As a younger man, Baker resembled one of those unsavoury characters in a Guy Ritchie film. He worked on his father’s market stall in Basildon, selling leather jackets, where, according to contemporaries he ‘scammed’ other businesses and customers over consignments of stock he either never paid for or didn’t deliver.
‘People warned me he was a wrong’un but I was naïve,’ said ex-wife Tammy Bardouille, 60, who lived to regret marrying him in 1993. ‘He never took money off me but he was an a*******,’ she said. ‘He was a bad gambler and a liar.
‘I loved his mum and dad and I still talk to his brother and sister, but he rinsed his parents – something to do with a mortgage.’
Around this time, Baker owned a successful greyhound called Bakers Flash – a name which also aptly described Baker himself.
It was after his marriage to Tammy that he began targeting women for their money. ‘He’s been conning women for more than 25 years,’ said a close friend from those days. ‘We all thought he must be selling ‘gear’ [cocaine] because he had so much money and it wasn’t coming from the dogs.
‘He spent money like it was going out of fashion and he loves his clobber, especially Gucci. He had racks of jackets, trousers and Gucci loafers.’

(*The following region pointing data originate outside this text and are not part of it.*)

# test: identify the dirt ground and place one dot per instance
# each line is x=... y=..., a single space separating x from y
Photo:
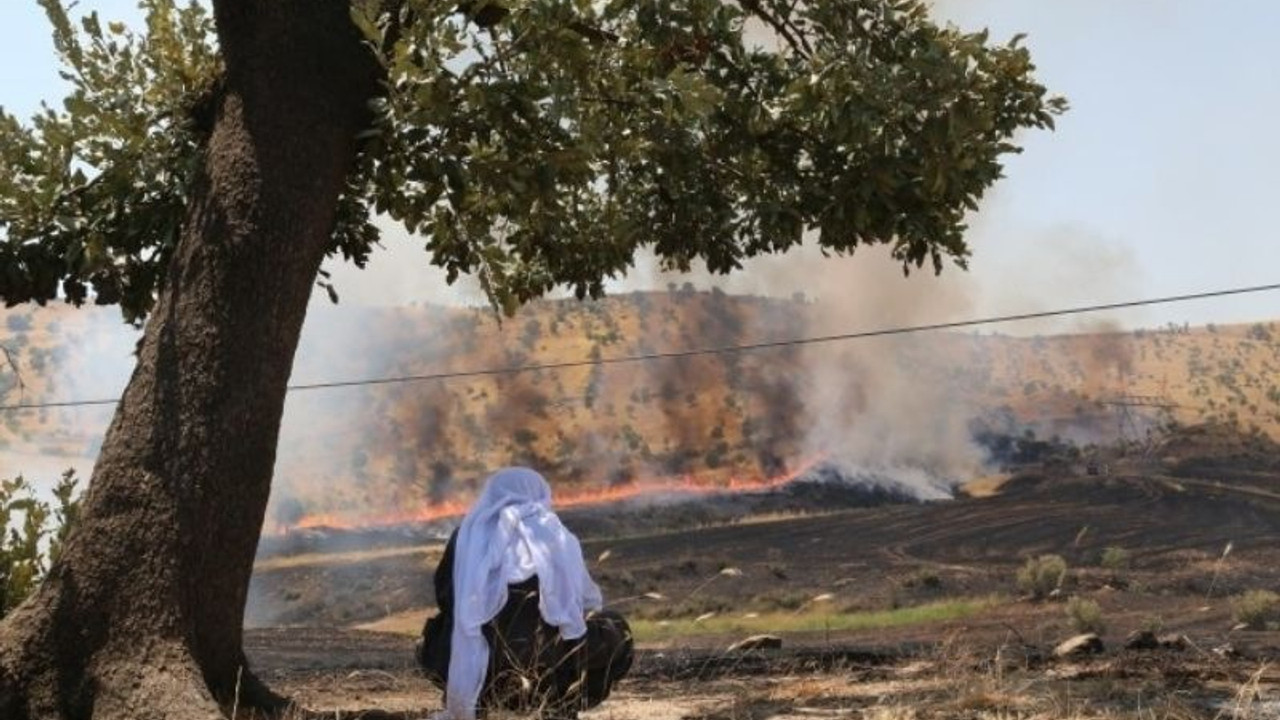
x=1196 y=537
x=353 y=674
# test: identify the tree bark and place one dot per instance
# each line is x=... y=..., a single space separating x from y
x=142 y=614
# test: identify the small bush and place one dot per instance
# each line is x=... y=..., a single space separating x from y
x=1086 y=615
x=1260 y=610
x=1115 y=559
x=32 y=534
x=1042 y=575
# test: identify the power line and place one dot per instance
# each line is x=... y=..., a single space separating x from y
x=725 y=350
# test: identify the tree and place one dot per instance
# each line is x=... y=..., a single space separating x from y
x=200 y=172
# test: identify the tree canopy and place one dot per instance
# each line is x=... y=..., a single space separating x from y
x=543 y=142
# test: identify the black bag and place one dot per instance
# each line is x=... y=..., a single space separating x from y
x=433 y=650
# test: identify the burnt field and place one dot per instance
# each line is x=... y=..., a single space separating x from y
x=886 y=610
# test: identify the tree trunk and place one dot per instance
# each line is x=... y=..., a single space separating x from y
x=142 y=614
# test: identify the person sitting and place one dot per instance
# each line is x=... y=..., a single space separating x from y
x=521 y=625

Holidays with his new partner included New York for Christmas, a Caribbean cruise, Thailand and Turkey – all effectively paid for by women like Shelly Monk.
Before he handed down his sentence at Snaresbrook, the judge told Baker: ‘You have shown not a jot of remorse. On the contrary, I have watched you every day of this trial and you found parts of the trial entertaining, you were enjoying the misery of each woman.’
Is there anyone who doesn’t believe Nigel Baker deserves every day of his record sentence?